Einsatz miniaturisierter Trafos

„Durch die Kombination mehrerer PlasCade-Module können wir beliebig große Oberflächen, vom DIN-A4-Blatt bis zum Flügel einer Windkraftanlage, behandeln“, führt Freier aus. Anders als der Wettbewerb setzten sie zudem miniaturisierte Trafos ein, die die notwendige Hochspannung bereitstellten. Faust- statt koffergroß seien sie und kämen mit 24 Volt aus.

„Je nach Oberfläche und aufzubringendem Stoff benötigt der Kunde ein spezielles Plasma“, führt Gredner aus. Bei der Erzeugung helfe ihnen ihre jahrelange Arbeit in zahlreichen Forschungsprojekten am Göttinger Labor für Plasmatechnik. In der Regel sei Luft der Ausgangsstoff. In Einzelfällen setzten sie aber auch andere Gase wie Argon, Stick- oder Wasserstoff ein.

Bedrucken von Glas und Metall

„Durch die Plasmatechnik, die seit einigen Jahren Einzug in die Oberflächenbehandlung hält, tun sich ganz neue Möglichkeiten auf“, berichtet Freier. So lasse sich zum Beispiel Glas oder Metall bedrucken. Druckfarben auf Holz würden nicht mehr verschwimmen. Derzeit kämen ihre Kunden überwiegend aus der Druck- und Verpackungsindustrie. Die Querschnittstechnologie lasse sich aber überall dort einsetzen, wo geklebt, geleimt, gedruckt oder lackiert werde. Auch Silikon hafte besser.

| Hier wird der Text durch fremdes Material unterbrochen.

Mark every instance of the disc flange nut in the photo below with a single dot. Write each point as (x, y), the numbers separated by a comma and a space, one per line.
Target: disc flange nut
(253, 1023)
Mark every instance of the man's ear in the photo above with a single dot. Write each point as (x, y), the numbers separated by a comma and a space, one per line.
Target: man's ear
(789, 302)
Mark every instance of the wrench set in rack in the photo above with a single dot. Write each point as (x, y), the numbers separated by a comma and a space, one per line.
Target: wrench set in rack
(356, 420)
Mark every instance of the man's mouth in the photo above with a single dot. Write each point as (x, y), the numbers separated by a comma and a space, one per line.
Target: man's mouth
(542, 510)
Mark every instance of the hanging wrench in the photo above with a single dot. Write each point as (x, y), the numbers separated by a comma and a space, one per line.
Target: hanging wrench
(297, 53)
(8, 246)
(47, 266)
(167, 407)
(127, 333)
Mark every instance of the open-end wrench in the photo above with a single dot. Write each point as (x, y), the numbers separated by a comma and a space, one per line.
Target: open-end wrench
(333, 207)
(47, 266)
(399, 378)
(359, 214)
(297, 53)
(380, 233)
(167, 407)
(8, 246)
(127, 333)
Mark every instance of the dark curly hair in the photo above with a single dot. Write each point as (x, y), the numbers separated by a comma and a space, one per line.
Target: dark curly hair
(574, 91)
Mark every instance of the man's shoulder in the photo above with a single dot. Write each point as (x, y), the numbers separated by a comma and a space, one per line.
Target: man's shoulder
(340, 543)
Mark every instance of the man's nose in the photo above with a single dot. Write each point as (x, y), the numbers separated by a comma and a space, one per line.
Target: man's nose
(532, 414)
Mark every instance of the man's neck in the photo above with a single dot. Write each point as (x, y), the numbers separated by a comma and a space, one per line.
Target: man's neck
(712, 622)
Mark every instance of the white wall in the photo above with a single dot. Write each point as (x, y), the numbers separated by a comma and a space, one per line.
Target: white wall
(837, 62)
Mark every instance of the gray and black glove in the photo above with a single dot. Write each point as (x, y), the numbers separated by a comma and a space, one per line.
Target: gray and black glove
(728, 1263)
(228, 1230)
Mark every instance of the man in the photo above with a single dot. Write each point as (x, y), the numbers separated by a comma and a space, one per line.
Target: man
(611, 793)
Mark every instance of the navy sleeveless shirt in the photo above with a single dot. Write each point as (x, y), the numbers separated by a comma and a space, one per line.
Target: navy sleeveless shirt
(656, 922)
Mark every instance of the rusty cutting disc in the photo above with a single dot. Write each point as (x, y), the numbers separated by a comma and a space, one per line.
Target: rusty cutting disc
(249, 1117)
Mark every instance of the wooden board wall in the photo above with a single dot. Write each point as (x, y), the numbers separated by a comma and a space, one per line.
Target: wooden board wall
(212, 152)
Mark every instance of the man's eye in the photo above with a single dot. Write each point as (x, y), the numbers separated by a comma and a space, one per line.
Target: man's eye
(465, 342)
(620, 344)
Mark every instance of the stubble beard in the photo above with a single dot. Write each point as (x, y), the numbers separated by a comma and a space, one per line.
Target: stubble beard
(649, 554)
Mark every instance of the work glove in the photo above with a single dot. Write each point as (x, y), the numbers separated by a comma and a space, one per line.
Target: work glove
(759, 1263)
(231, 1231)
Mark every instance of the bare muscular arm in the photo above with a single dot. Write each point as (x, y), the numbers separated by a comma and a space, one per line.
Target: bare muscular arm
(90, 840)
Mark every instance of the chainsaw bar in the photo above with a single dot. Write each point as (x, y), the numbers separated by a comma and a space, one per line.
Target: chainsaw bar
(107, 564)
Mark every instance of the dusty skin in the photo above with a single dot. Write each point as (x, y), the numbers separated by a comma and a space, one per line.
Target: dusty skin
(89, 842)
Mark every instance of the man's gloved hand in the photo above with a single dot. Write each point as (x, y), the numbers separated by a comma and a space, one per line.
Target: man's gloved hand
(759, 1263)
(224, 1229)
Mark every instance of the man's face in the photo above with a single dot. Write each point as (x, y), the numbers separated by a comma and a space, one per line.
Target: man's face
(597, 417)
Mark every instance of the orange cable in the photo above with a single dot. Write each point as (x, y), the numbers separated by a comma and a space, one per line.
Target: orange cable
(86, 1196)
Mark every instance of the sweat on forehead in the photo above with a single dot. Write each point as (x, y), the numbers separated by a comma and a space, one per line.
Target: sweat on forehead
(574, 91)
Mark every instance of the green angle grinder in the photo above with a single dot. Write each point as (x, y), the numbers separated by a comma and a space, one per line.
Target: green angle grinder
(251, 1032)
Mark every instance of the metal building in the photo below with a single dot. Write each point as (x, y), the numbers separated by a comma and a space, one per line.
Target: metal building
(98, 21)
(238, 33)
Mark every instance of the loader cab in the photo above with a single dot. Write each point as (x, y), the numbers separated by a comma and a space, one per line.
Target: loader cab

Firmensitz im GöTec auf dem Zietenterrassen

„In diesem Jahr planen wir die Auslieferung von sechs Anlagen“, kündigt Gredner an. Um den notwendigen Platz für die Entwicklung und Endmontage zu schaffen, bezögen sie derzeit fünf weitere Räume im GöTec an der Hannah-Voigt-Straße 1 auf den Zietenterrassen. Dort nutzten sie und ihre derzeit neun Mitarbeiter bereits vier Räume.

Aufbau einer eigenen Produktion

„Noch übernehmen Zulieferer einen großen Teil der Produktion“, berichtet Haese. In den kommenden zwei, drei Jahren wollten sie jedoch eine eigene Produktion aufbauen. Die Stückzahlen würden nämlich bald sprunghaft ansteigen. Einige ihrer Kunden planten, PlasCade-Module in eigene Produkte zu integrieren. In diesem Jahr liefen entsprechende Tests.

Gegründet haben die drei Absolventen der Hochschule für angewandte Wissenschaft und Kunst (HAWK) ihre Firma im Februar 2017. Zwei Jahre habe die PlasCade-Entwicklung gedauert. Bei der Gründung unterstütze sie Jürgen Haese, der ehemalige Inhaber und Geschäftsführer der Göttinger Firma Kappa Opto-Electronics GmbH.